ABO Group and Rh Type

Rh type testing is needed during pregnancy to assess the risk of hemolytic disease of the fetus and newborn (HDFN). In this condition, antibodies formed in the pregnant woman cross the placenta to enter the fetal bloodstream and cause hemolysis of fetal red blood cells.

The most common type of severe HDFN is due to Rh group incompatibility, in which the pregnant woman lacks the D antigen of the Rhesus system (Rh negative or D-), while her fetus inherits the D antigen from the father and carries it on the surface of red blood cell membranes (Rh positive or D+).

Other Rh antigens of concern during pregnancy are C and E antigens.(each antigen is encoded by 2 alleles, one typically inherited from the mother and one from the father, described as C or c, E or e, etc.). Incompatibility of these alleles between the pregnant woman and fetus can also cause HDFN in rare instances, with anti-c being associated with cases of severe HDFN. However, the pregnant woman’s cells are not routinely tested for presence of these Rh antigens. If a maternal antibody screen reveals the presence of an antibody that may be directed to C, c, E, or e antigens, then documenting the absence of such antigens from the maternal cells would help characterize this antibody.

ABO incompatibility between the pregnant woman and fetus is the most common cause of HDFN today.

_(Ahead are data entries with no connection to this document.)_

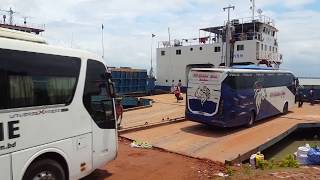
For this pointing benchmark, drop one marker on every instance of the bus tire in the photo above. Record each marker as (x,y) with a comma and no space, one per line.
(45,169)
(285,108)
(251,119)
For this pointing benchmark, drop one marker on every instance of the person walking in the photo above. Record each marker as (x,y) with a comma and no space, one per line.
(177,93)
(300,98)
(311,95)
(119,112)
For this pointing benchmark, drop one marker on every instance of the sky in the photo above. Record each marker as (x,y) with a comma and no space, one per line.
(128,25)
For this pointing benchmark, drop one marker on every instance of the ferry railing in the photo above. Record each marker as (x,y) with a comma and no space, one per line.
(260,18)
(27,25)
(209,40)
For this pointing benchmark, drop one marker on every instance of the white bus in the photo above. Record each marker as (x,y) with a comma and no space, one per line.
(57,116)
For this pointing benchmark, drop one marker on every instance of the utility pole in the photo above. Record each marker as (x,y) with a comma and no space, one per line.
(228,37)
(151,54)
(253,8)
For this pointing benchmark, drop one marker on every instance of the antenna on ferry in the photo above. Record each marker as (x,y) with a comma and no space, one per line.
(253,7)
(228,37)
(102,43)
(11,12)
(151,68)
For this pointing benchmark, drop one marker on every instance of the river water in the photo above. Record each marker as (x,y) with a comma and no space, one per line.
(290,144)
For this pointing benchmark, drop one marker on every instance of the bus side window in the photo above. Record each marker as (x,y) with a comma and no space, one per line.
(96,97)
(26,82)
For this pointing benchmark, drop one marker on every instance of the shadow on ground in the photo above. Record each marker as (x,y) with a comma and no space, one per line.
(98,175)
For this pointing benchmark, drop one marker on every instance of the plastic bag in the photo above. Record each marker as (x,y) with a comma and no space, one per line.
(314,156)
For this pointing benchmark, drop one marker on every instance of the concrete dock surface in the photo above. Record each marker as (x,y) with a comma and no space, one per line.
(164,107)
(198,140)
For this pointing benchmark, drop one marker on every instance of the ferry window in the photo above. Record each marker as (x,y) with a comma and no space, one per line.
(241,82)
(96,96)
(240,47)
(25,80)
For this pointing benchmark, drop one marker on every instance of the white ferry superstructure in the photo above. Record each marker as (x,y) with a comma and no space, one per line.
(254,41)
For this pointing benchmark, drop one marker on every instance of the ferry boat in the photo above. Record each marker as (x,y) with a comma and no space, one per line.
(253,41)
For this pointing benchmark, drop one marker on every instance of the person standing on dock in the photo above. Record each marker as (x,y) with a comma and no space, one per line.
(300,98)
(177,94)
(311,95)
(119,112)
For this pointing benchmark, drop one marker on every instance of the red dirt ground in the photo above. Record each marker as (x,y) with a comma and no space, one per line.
(155,164)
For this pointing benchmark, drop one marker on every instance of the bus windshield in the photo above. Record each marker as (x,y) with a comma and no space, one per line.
(204,90)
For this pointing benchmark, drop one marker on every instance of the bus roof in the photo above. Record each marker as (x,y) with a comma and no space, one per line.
(20,41)
(236,70)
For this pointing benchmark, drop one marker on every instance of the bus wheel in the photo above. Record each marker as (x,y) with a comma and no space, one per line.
(251,119)
(45,169)
(285,108)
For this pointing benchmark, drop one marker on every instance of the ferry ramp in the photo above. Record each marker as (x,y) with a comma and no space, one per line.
(224,145)
(164,109)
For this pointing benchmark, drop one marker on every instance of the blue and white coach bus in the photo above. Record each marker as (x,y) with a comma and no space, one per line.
(57,117)
(234,97)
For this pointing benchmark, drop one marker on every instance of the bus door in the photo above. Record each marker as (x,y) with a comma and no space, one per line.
(99,102)
(204,91)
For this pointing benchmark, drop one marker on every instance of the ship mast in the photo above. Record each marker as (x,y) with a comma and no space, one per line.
(253,7)
(228,62)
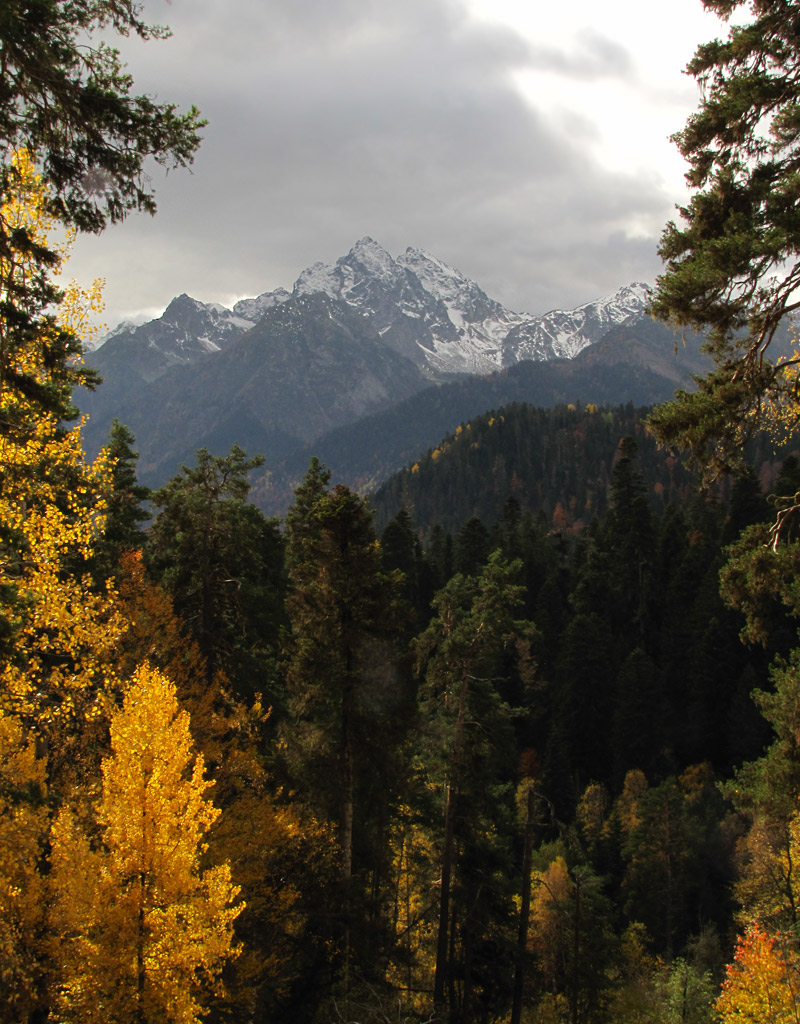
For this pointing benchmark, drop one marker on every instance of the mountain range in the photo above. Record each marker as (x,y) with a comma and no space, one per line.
(367,346)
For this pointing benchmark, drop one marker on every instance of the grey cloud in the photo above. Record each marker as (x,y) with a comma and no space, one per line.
(334,119)
(595,56)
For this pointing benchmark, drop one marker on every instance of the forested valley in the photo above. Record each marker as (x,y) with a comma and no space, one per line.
(519,767)
(521,745)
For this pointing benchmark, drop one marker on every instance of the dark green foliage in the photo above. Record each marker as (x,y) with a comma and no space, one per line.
(221,562)
(731,266)
(557,463)
(348,698)
(66,97)
(471,547)
(468,733)
(125,512)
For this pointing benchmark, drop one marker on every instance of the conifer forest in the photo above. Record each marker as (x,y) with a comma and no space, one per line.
(514,739)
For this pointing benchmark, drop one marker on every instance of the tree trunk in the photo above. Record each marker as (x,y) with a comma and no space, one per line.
(524,913)
(443,960)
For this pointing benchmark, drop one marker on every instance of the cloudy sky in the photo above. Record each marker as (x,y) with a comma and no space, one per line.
(523,141)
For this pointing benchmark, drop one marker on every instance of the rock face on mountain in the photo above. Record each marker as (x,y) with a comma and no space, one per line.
(352,338)
(305,368)
(419,306)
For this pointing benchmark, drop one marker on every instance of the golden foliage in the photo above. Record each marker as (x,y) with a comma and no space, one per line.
(762,985)
(140,931)
(23,832)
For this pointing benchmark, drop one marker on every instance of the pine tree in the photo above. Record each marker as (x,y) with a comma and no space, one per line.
(731,266)
(221,562)
(346,694)
(460,657)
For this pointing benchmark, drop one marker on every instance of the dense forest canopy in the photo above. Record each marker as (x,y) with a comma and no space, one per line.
(530,755)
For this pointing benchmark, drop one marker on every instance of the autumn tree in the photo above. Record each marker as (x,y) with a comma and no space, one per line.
(141,929)
(24,820)
(59,630)
(762,985)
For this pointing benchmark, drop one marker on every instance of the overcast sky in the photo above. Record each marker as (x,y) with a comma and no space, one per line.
(523,142)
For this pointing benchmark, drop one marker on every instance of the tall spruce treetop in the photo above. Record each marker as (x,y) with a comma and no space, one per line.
(733,264)
(67,100)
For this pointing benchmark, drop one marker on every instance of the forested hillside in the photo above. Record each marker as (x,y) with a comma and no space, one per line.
(538,764)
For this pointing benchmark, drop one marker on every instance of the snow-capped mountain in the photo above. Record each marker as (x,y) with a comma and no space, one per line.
(437,317)
(420,307)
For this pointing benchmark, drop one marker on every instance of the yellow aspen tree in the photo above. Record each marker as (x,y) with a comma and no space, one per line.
(57,632)
(23,827)
(140,930)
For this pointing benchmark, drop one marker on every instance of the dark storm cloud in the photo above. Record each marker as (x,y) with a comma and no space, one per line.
(334,119)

HDFN caused by ABO incompatibility is most frequently observed in women with group O blood type. Group A and Group B individuals make naturally occurring antibodies against the antigens they lack, but these are usually of the IgM subtype and are too large to cross the placenta. Individuals with group O blood type typically produce a higher proportion of IgG anti-A, anti-B, and anti-A,B antibodies. These small IgG antibodies can easily cross the placental barrier, causing HDFN when the fetus has inherited A or B blood group antigens from the father. HDFN is most common in infants of group O mothers because those mothers have the highest titers of IgG anti-A, anti-B, and anti-A,B antibodies. Nevertheless, this form of HDFN is usually milder than that caused by Rh incompatibility. 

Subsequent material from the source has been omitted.